Hint: We start solving this question by assuming E’s score to be $x$. Now, we form an equation by using the information that D scored more than E; E scored 8 fewer than A; B scored as many as D and E combined; and B and C scored $107$ between them. Now we add scores of five batsmen and divide it by $5$ and equate the equation to $36$ and solve to get the desired answer.

Complete step-by-step answer:
We have been given that in a cricket match five batsmen $A,B,C,D,E$ scored an average of 36 runs.
We have to find the runs E score.
Let us assume E’s score to be $x$.
As we have been given D scored 5 more than E,
So, we have D’s score $=x+5$.
Now, we have been given that B scored as many as D and E combined, So we have
B’s score $=x+5+x$
Now, we have been given that E scored 8 fewer than A or we can say that A scored 8 more than E,
So, we have A’s score $=x+8$
Now, also given in the question that B and C scored $107$ between them so, we have
$B+C\text{ }\!\!'\!\!\text{ s score = 107}$
Or can write
 $\begin{align}
  & x+5+x+C\text{ }\!\!'\!\!\text{ s score = 107} \\
 & \Rightarrow \text{5+2x+}C\text{ }\!\!'\!\!\text{ s score = 107} \\
 & \Rightarrow C\text{ }\!\!'\!\!\text{ s score}=107-5-2x \\
 & \Rightarrow C\text{ }\!\!'\!\!\text{ s score}=102-2x \\
\end{align}$
Now, given in the question average score of all five batsmen is 36 runs.
So, the total scores will be $\left( A+B+C+D+E \right)'s\text{ score}$.

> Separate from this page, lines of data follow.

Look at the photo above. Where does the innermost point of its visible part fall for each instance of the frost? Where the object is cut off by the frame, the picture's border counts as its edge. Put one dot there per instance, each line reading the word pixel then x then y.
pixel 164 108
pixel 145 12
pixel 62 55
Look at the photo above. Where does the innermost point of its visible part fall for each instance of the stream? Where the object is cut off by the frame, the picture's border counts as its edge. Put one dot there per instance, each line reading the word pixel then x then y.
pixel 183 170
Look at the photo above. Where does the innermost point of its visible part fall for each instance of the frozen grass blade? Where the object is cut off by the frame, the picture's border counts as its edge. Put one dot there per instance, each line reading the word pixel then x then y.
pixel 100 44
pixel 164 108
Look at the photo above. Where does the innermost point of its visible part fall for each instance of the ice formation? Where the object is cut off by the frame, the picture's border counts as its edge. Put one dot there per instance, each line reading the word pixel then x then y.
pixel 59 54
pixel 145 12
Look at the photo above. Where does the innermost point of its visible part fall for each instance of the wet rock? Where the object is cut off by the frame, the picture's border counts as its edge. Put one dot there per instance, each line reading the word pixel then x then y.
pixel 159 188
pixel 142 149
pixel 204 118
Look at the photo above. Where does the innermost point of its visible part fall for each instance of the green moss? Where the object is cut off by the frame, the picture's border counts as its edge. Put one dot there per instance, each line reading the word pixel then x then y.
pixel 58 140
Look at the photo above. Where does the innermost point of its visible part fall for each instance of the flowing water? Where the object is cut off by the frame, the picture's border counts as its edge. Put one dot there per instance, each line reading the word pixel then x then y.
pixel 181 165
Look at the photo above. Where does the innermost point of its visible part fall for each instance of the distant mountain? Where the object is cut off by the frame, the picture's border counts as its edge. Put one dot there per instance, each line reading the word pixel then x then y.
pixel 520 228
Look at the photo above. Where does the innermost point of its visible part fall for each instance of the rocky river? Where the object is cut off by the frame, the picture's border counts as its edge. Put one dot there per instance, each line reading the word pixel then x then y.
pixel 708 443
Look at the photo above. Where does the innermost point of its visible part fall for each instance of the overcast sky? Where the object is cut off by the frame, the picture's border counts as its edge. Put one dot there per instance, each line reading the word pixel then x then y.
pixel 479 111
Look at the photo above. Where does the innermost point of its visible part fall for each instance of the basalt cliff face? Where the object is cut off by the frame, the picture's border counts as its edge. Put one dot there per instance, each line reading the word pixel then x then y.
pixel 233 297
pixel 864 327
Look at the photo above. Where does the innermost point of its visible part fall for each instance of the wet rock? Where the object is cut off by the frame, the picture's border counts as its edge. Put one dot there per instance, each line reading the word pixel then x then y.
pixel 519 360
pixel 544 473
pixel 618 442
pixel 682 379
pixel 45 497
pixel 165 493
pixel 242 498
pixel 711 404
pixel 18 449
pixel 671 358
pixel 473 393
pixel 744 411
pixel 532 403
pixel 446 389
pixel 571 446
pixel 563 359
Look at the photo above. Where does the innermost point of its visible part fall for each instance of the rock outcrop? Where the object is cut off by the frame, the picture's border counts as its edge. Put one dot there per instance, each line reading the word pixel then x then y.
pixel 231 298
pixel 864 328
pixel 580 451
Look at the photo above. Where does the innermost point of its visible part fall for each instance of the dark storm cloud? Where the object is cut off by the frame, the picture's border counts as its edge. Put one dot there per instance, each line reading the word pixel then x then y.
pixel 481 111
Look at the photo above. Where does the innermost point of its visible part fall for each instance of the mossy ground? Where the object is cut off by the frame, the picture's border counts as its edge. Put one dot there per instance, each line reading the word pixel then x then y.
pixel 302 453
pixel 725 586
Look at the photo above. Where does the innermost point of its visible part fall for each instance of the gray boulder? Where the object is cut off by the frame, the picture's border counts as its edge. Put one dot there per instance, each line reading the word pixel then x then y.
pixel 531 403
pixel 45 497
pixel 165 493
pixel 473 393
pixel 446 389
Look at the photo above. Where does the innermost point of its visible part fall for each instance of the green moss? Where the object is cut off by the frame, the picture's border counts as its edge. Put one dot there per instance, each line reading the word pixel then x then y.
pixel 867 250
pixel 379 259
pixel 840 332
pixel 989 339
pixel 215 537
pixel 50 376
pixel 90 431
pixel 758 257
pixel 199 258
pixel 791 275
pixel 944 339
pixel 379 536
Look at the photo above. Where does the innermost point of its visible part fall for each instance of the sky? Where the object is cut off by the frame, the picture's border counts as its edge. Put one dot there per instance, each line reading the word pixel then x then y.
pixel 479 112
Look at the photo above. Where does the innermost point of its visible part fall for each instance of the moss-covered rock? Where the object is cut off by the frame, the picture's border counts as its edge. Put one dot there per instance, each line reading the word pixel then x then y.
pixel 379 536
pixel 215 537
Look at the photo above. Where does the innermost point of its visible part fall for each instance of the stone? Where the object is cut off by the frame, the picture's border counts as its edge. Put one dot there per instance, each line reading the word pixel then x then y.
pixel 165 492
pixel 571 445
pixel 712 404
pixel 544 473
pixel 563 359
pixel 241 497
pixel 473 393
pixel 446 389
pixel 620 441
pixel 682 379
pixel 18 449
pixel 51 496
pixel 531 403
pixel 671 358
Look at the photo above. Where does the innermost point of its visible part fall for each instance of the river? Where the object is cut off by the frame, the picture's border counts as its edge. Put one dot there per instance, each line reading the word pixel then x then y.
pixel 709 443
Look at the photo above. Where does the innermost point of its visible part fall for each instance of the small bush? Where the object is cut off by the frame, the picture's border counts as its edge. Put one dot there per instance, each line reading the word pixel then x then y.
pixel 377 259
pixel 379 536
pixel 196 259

Substituting the values, we get
$\begin{align}
  & x+8+5+2x+102-2x+x+5+x \\
 & =3x+120 \\
\end{align}$
Now, we know that $\text{Average=}\dfrac{\text{Sum}}{\text{Total number of batsmen}}$
Now, substituting the values, we get
$36=\dfrac{3x+120}{5}$
Now, solving further we have
$\begin{align}
  & 36\times 5=3x+120 \\
 & 180=3x+120 \\
 & 180-120=3x \\
 & 60=3x \\
 & x=\dfrac{60}{3} \\
 & x=20 \\
\end{align}$
We have E’s score as $20$.
Option D is the correct answer.

Note: The possibility of mistake in this question is that students may equate the sum to $36$, which gives a wrong answer. Also, be careful while forming the equations. Read the information given in the question carefully and one by one form the equation.